Dans la liste des dégâts irréversibles provoqués par la Securities and Exchange Commission des États-Unis, le stablecoin Binance USD (BUSD) figure en bonne position. Un outil de stabilité numérique développé par la société Paxos pour le compte de la plateforme centralisée leader de l’écosystème des cryptomonnaies. Et très rapidement, une troisième place de ce secteur portée par un trading sans frais et une stratégie d’exclusion de la concurrence directe.

Mais alors que le BUSD côtoyait déjà les plus grands, le département des services financiers de l’État de New York est venu s’interposer dans cette dynamique en ouvrant une enquête sur la société Paxos, seule émettrice reconnue de ce stablecoin. Un coup de semonce qui aura aussitôt entraîné une cascade de conséquences, au point de voir Binance abandonner son rejeton au profit d’un TrueUSD (TUSD) jusque là inconnu au bataillon. Et c’est le début de la fin…

BUSD – Une capitalisation divisée par 3 en quelques mois

Au plus fort de son adoption, le stablecoin BUSD affichait une capitalisation totale supérieure à 23 milliards de dollars. Un montant qui lui permettait de jouer aux côtés des plus grands, comme l’USDT de Tether ou encore l’USDC de Circle (et Coinbase).
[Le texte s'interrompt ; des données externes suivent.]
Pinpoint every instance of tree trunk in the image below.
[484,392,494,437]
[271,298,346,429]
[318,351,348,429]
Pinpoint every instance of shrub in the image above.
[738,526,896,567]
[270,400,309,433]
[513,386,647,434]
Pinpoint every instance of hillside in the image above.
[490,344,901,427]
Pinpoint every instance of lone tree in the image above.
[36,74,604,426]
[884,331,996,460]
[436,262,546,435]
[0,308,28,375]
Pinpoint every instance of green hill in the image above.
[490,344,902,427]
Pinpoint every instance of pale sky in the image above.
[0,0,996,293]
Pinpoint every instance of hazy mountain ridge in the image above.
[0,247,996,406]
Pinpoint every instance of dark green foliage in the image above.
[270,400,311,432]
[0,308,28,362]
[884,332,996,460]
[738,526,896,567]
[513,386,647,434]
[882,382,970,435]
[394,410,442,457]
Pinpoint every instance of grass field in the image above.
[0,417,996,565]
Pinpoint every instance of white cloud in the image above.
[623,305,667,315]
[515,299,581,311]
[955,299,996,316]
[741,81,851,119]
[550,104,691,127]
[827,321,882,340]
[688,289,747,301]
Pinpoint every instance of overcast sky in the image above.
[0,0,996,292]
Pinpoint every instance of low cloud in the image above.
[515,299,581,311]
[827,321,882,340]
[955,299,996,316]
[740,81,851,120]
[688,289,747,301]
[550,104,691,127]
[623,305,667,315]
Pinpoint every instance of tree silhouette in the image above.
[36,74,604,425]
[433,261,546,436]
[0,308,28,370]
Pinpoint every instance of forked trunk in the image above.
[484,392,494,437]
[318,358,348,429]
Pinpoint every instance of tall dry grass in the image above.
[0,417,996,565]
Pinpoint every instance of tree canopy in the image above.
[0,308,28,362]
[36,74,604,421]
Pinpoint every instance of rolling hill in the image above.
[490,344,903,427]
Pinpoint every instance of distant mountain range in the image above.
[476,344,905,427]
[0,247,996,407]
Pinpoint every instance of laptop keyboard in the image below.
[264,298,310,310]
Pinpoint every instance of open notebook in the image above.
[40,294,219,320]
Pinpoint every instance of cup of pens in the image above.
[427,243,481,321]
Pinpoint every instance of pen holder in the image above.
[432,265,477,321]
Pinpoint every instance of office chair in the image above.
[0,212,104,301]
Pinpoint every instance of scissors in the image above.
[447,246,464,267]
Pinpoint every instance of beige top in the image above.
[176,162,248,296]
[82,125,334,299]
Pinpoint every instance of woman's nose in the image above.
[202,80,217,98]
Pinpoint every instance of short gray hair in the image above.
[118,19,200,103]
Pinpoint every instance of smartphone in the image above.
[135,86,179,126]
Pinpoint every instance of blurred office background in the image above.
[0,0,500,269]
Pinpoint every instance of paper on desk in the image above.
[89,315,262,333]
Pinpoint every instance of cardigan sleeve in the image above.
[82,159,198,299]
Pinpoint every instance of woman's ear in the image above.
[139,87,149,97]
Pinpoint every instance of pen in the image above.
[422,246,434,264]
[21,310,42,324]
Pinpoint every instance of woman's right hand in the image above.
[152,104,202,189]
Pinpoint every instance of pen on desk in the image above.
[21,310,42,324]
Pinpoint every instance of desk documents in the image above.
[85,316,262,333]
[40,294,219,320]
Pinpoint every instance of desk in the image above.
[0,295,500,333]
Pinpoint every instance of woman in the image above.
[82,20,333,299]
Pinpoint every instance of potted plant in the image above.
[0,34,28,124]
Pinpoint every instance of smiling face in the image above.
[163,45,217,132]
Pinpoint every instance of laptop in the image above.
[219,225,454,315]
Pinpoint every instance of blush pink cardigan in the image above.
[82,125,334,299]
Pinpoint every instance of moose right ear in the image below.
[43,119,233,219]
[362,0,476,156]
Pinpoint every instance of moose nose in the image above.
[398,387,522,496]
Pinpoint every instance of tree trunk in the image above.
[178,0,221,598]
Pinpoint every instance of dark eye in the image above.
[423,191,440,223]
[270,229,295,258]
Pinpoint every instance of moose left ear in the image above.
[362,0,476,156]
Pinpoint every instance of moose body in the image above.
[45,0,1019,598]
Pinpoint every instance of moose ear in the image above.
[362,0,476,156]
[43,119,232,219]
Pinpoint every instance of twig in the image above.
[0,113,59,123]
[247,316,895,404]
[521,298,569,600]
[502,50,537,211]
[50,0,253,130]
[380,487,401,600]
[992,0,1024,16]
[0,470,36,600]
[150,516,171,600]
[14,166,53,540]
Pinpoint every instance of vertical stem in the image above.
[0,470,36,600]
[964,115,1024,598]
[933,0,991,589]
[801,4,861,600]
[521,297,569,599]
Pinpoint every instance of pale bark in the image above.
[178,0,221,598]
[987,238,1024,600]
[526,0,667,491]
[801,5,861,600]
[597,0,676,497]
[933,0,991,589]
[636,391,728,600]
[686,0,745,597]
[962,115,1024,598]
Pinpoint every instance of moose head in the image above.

Puis est venu le temps de rendre des comptes du fait de son lien direct, même avec la déviation Paxos, à la plateforme Binance dans son combat contre les instances de régulation.

Une date tout à fait identifiable sur le graphique de sa capitalisation de marché. En effet, le jour même de l’annonce d’une enquête officielle contre le BUSD, cette courbe a entamé une tendance baissière qui n’allait plus jamais s’arrêter. Pourtant, comme le note Rebecca Stevens, analyste de recherche chez The Block Research, « il a tout de même réussi à maintenir sa troisième position pendant plus de trois mois. »

Graphique de la décroissance de la capitalisation boursière du stablecoin BUSD

En effet, de façon assez surprenante le stablecoin BUSD est resté en bonne place dans le classement de tête de cette économie de la stabilité numérique. Et cela malgré une capitalisation tout simplement divisée par 2 entre la mi-février (16 milliards de dollars) et la mi-mars (8 milliards de dollars). Il faut dire qu’il partait de très haut par rapport à son concurrent direct en quatrième position : le stablecoin DAI du protocole de la DeFi MakerDAO (MKR) et ses 4,5 milliards de dollars de market cap au moment de la rédaction de cet article. Enfin… en troisième position – encore fragile – depuis peu.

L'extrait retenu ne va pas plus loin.